I think there are very few scenes lasting more than about three minutes, those with Leto barely giving him much to do in extended fashion, but I did like the film's snappy jump-cutting which treats its audience as having the intelligence to follow it, as well as having the very practical advantage of keeping me on my toes.  But at just slightly under two hours (which now seems to be the new standard length of films these days) I felt it a good 20 minutes too long. It seemed to be prolonged without saying anything new or showing any significant development in storyline. Having said that, McConaughey's final appearances were extraordinary, looking so thin, light and fragile that any slight breeze could blow him away.

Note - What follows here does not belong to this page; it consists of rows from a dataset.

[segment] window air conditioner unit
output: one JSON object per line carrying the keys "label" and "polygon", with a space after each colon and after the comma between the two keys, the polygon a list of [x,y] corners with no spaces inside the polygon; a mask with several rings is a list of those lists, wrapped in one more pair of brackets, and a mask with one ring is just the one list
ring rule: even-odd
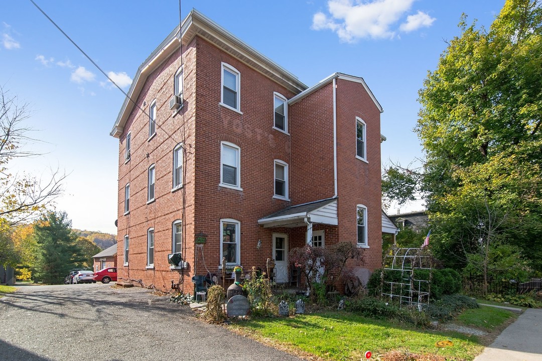
{"label": "window air conditioner unit", "polygon": [[175,267],[183,267],[184,265],[184,262],[183,261],[183,256],[180,252],[168,254],[167,262]]}
{"label": "window air conditioner unit", "polygon": [[170,101],[170,109],[178,109],[183,106],[182,95],[173,95]]}

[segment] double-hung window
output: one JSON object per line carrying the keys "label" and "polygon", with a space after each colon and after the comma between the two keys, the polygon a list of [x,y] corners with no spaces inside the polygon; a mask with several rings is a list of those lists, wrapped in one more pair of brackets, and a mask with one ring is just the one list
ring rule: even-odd
{"label": "double-hung window", "polygon": [[124,153],[124,161],[127,162],[130,160],[130,153],[132,150],[132,133],[130,132],[126,134],[126,142],[125,145],[126,149]]}
{"label": "double-hung window", "polygon": [[147,267],[154,265],[154,228],[147,231]]}
{"label": "double-hung window", "polygon": [[357,206],[358,246],[367,246],[367,207]]}
{"label": "double-hung window", "polygon": [[366,127],[361,118],[356,117],[356,157],[365,161],[367,161]]}
{"label": "double-hung window", "polygon": [[273,127],[281,132],[288,133],[288,102],[286,98],[278,93],[275,93],[274,102],[274,125]]}
{"label": "double-hung window", "polygon": [[183,251],[183,223],[180,220],[177,220],[173,222],[172,227],[172,253],[182,252]]}
{"label": "double-hung window", "polygon": [[124,265],[128,265],[128,254],[130,248],[130,240],[128,235],[124,236]]}
{"label": "double-hung window", "polygon": [[233,143],[221,143],[220,185],[241,189],[241,149]]}
{"label": "double-hung window", "polygon": [[156,181],[156,169],[154,165],[149,167],[149,180],[147,185],[147,202],[154,200],[154,182]]}
{"label": "double-hung window", "polygon": [[241,223],[235,219],[221,219],[220,228],[222,232],[220,243],[221,259],[225,257],[227,265],[240,264]]}
{"label": "double-hung window", "polygon": [[124,214],[130,211],[130,183],[124,186]]}
{"label": "double-hung window", "polygon": [[274,198],[288,199],[288,165],[275,160]]}
{"label": "double-hung window", "polygon": [[221,104],[240,112],[241,95],[239,89],[241,84],[241,73],[231,65],[222,63],[222,88]]}
{"label": "double-hung window", "polygon": [[156,101],[149,108],[149,139],[156,134]]}
{"label": "double-hung window", "polygon": [[173,189],[183,186],[183,145],[178,144],[173,149]]}

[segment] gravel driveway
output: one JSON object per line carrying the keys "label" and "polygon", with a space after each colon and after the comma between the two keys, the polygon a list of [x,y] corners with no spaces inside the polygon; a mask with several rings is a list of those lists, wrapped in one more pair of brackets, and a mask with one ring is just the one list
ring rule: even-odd
{"label": "gravel driveway", "polygon": [[300,360],[140,288],[22,286],[0,298],[0,360]]}

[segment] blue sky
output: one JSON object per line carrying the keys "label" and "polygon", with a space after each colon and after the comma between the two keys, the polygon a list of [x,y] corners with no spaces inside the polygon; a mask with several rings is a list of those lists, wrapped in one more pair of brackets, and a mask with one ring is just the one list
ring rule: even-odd
{"label": "blue sky", "polygon": [[[179,2],[35,0],[127,91],[138,67],[179,21]],[[461,14],[489,27],[504,0],[182,1],[312,86],[335,71],[363,77],[384,108],[382,162],[423,156],[412,132],[417,92],[436,68]],[[117,233],[118,140],[109,135],[124,101],[30,1],[0,2],[0,84],[32,110],[43,155],[12,173],[69,175],[56,202],[75,228]],[[396,209],[393,208],[395,212]],[[420,204],[402,208],[422,209]]]}

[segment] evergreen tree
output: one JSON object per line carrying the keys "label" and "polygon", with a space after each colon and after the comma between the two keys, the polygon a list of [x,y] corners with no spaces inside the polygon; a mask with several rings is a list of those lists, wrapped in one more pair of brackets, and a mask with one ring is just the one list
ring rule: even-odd
{"label": "evergreen tree", "polygon": [[65,212],[50,212],[34,225],[34,232],[40,251],[35,279],[43,283],[63,283],[66,274],[78,264],[85,262],[77,235],[72,230],[72,222]]}

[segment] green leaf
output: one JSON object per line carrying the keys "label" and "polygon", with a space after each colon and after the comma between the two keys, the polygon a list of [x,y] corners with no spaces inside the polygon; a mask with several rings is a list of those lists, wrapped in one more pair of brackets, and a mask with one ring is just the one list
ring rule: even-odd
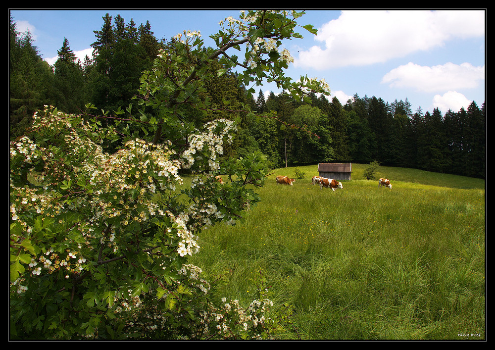
{"label": "green leaf", "polygon": [[304,28],[312,34],[317,35],[318,29],[315,29],[313,28],[312,24],[306,24],[305,26],[302,26],[302,28]]}

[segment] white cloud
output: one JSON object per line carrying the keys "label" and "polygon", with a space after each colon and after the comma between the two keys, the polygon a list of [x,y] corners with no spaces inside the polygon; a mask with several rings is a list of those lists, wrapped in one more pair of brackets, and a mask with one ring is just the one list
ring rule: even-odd
{"label": "white cloud", "polygon": [[341,102],[342,105],[346,103],[347,100],[353,100],[354,99],[353,96],[348,95],[343,91],[340,90],[338,91],[332,91],[331,96],[328,98],[329,100],[331,101],[334,97],[337,98],[337,100],[339,100],[339,101]]}
{"label": "white cloud", "polygon": [[436,95],[433,98],[433,108],[438,108],[445,113],[449,109],[457,112],[463,107],[465,109],[472,101],[468,100],[462,94],[456,91],[449,91],[443,95]]}
{"label": "white cloud", "polygon": [[[90,58],[91,58],[93,57],[93,49],[92,48],[86,49],[84,50],[81,50],[80,51],[74,51],[74,54],[76,55],[76,61],[77,61],[77,58],[79,58],[81,61],[81,64],[82,64],[84,63],[84,58],[87,55]],[[55,62],[57,61],[57,59],[58,58],[58,56],[57,55],[55,57],[45,58],[45,60],[48,62],[49,64],[53,65],[55,64]]]}
{"label": "white cloud", "polygon": [[343,11],[318,29],[316,40],[325,48],[301,51],[294,63],[318,69],[363,66],[484,34],[483,11]]}
{"label": "white cloud", "polygon": [[437,92],[476,88],[484,79],[485,66],[447,62],[428,67],[410,62],[387,73],[382,83],[389,84],[391,88],[413,88],[418,91]]}

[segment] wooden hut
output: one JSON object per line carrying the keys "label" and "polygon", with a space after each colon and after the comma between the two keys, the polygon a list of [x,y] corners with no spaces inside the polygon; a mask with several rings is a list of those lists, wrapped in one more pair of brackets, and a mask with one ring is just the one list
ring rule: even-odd
{"label": "wooden hut", "polygon": [[350,180],[351,172],[352,163],[320,163],[318,164],[318,174],[328,179]]}

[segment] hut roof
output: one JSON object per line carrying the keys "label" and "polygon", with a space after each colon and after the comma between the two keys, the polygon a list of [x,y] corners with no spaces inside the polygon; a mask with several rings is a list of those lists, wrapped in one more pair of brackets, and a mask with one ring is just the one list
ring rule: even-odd
{"label": "hut roof", "polygon": [[325,173],[350,173],[352,171],[351,163],[320,163],[318,171]]}

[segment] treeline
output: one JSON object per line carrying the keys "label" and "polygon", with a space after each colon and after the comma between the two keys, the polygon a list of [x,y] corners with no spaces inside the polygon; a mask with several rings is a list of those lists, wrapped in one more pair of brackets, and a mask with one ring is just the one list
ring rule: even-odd
{"label": "treeline", "polygon": [[[137,27],[132,19],[126,24],[119,15],[102,19],[102,28],[94,32],[94,59],[77,60],[66,39],[53,67],[39,56],[29,33],[20,35],[10,19],[11,138],[22,135],[44,104],[78,113],[88,102],[106,111],[136,103],[133,98],[142,73],[151,68],[167,41],[157,39],[149,22]],[[220,68],[219,63],[210,69],[214,73]],[[265,99],[261,91],[255,98],[232,71],[205,84],[207,96],[203,98],[210,109],[198,113],[185,106],[182,114],[198,125],[235,118],[237,137],[225,156],[260,150],[271,168],[377,160],[485,177],[484,102],[481,107],[473,101],[467,110],[442,115],[437,108],[413,112],[407,99],[389,103],[356,95],[343,105],[336,98],[329,101],[312,94],[310,104],[284,93],[271,92]],[[254,113],[244,111],[246,106]]]}

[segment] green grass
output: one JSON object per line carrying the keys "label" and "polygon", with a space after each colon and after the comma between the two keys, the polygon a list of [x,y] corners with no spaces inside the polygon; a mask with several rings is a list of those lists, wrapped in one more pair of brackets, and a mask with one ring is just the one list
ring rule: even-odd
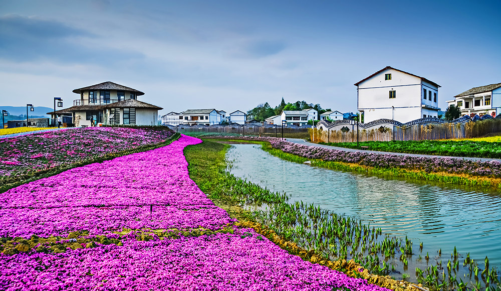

Overall, it's still a recommendation, but I think anyone with lower expectations than I had may take more from it than was the case with me.....................................6.5

Monday 10 February 2014

Film: 'ROBOCOP'

I was in one of my occasional sour moods approaching this one, wishing that it had rather been 'Dallas Buyers Club' (with overwhelmingly positive reviews here) which has been showing for several days, my attempts to see it having been thwarted by (a) inconvenient showing times and (b) horrendous weather of the 'moist' variety. Hope it lingers longer or comes back in the light of the upcoming BAFTAs and Oscars as it sounds like a 'must see'.

I found this particular 'Robocop' (a re-make of the 1987 Paul Verhoeven 'classic', with Paul Weller in the title role) a surprisingly satisfying romp, much against my expectations. It has a lot of energy, which doesn't flag, and a clutch of stars in significant screen-time roles, rather than the cameos which I thought - notably Michael Keaton and Gary Oldman. Add to that a pretty substantial part in a feature film at last for Marianne Jean-Baptiste after too long a time - though she's hardly stretched in this. Then there's Jennifer Ehle as well as Samuel L. Jackson. The titular character is played by Swede, Joel Kinnaman, and at the helm is Brazilian director, Jose Padhila, the last two names with which I was unfamiliar.

It's Detroit a decade and a half on, where mobile robots are doing the work of protecting the populace from terrorism. But they lack the human element of making rational decisions underscored by emotion. 'Robocop', in his completed state (disparagingly referred to by one cynical character as 'Tin Man' for obvious reasons), was a policeman with wife and young son (cue a bit of sentiment) who's been successfully targeted by a car bomb which leaves his physical body about 90% destroyed, save for his head and upper torso. Keaton, motivated by profit for his company, persuades scientist Oldman to incorporate these surviving parts into a robot to produce a thinking 'super-robot'. (The motivations throughout this film are muddy, to say the least.)  He's then let loose with physical and mental powers for which the Caped Crusader himself would have died. It's then a battle to keep him under control, especially when he's hell-bent on seeking out those who had targeted him.

It's longer than the original film, though still just under two hours. The content doesn't actually linger in the mind for very long, being essentially a vacuous, leave-the-brain-behind, story. Maybe my expectations, being low, enabled me to enjoy it more than expected. But it's efficient enough, with fairly impressive special effects. Reasonable enough to pass the time, then...........................6.